Verificar tudo que se tem e que não se tem, a condição e falta de condição para realização de objetivos, gera, entre outras coisas, atitude pragmática. Nesse horizonte, o principal é avaliar o lucro e o prejuízo para que se possa evitá-lo. É uma maneira de preencher o vazio. É o contar e recontar, é ver se armazena para somar, enriquecer, atingir bem-estar na vida, em um mundo considerado ameaçador e perigoso.

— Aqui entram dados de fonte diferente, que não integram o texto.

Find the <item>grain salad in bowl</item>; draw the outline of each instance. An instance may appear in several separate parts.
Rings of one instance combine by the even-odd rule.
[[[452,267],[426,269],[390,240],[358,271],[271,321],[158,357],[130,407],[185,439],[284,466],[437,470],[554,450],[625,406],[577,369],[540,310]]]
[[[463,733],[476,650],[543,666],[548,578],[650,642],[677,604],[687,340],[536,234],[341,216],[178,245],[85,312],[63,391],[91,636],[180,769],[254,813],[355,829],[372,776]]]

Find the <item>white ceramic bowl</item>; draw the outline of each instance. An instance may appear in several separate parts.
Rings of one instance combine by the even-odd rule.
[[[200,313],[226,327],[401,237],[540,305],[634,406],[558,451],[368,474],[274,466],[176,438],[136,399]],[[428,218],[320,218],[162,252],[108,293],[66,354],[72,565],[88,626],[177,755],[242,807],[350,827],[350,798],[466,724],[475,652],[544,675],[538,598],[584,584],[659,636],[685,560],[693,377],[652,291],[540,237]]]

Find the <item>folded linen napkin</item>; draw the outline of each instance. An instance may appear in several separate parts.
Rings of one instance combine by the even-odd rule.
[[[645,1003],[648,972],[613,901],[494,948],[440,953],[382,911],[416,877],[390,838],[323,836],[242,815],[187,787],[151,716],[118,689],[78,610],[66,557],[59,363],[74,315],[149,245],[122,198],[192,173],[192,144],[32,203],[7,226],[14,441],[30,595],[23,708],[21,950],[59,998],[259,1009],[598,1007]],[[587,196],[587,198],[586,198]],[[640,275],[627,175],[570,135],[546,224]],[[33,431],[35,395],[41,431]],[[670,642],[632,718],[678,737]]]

Transformado em autômato - desde criança quando o que importava era a boa nota no boletim escolar, o não quebrar coisas e não criar problemas - o indivíduo se endereça para obter a chave do que considera válido e útil, cuidando também que ninguém o atrapalhe e prejudique. De tanto fazer conta, descobre que nada serve. O que vale é que não corra risco, ou ainda, tudo aproveitar. Transformar situação de gasto em situação de lucro é uma arte, um malabarismo diariamente por ele praticado. Essa magia acaba extenuando e colapsa. Buscando lucro está sempre no prejuízo, não sabe o que perdeu, pois a ele só importa ganhar traduzido como constante amealhar de moedas, números e resultados positivos de investimentos econômicos e sociais. Dedicar-se ao resultado lucrativo de suas ações é “passar batido” pelo que acontece. Não se sabe o que está acontecendo, só se sabe onde chegar e o que evitar. Essa dissociação do presente é criadora de insegurança, de vazio, medo e incertezas. Vivendo para utilidade, para preenchimento de padrões arbitrados, se vive para ganhar, não perder, ou no mínimo tentar que isto não aconteça. Esse aparente movimento meritório, traz em sua configuração a redução do mundo, do outro e da vida em um sentido no qual se vence e se evita perder. Esse movimento também está sempre dividido pois as metas e perdas de hoje não são as de amanhã, e assim, por definição, já se perdeu na corrida. No decorrer da existência, esse processo se caracteriza por depressão, desânimo e inseguranças, onde as vitórias são traduzidas como amontoados que naufragam, pois são méritos e ganhos defasados, não operacionalizáveis. O prazer do bem-estar, o tudo ter nada significa: a vida realizada é a vida protegida entre quatro paredes, é o leito bem cuidado.

O erro inicial foi a fixação do propósito para o depois, para sempre, negando assim tudo que acontecia e obrigava a questionar, buscar mudanças e ampliar horizontes independente de resultados.

Vida é imprecisão, é mutabilidade, surpresa e movimentação constante. Posicionamentos funcionam como antítese polarizadora de atrito e despedaçamento. É interessante notar como o famoso choque de gerações é basicamente causado pelo questionamento de atitudes pragmáticas e utilitárias que estabeleceram as normas familiares.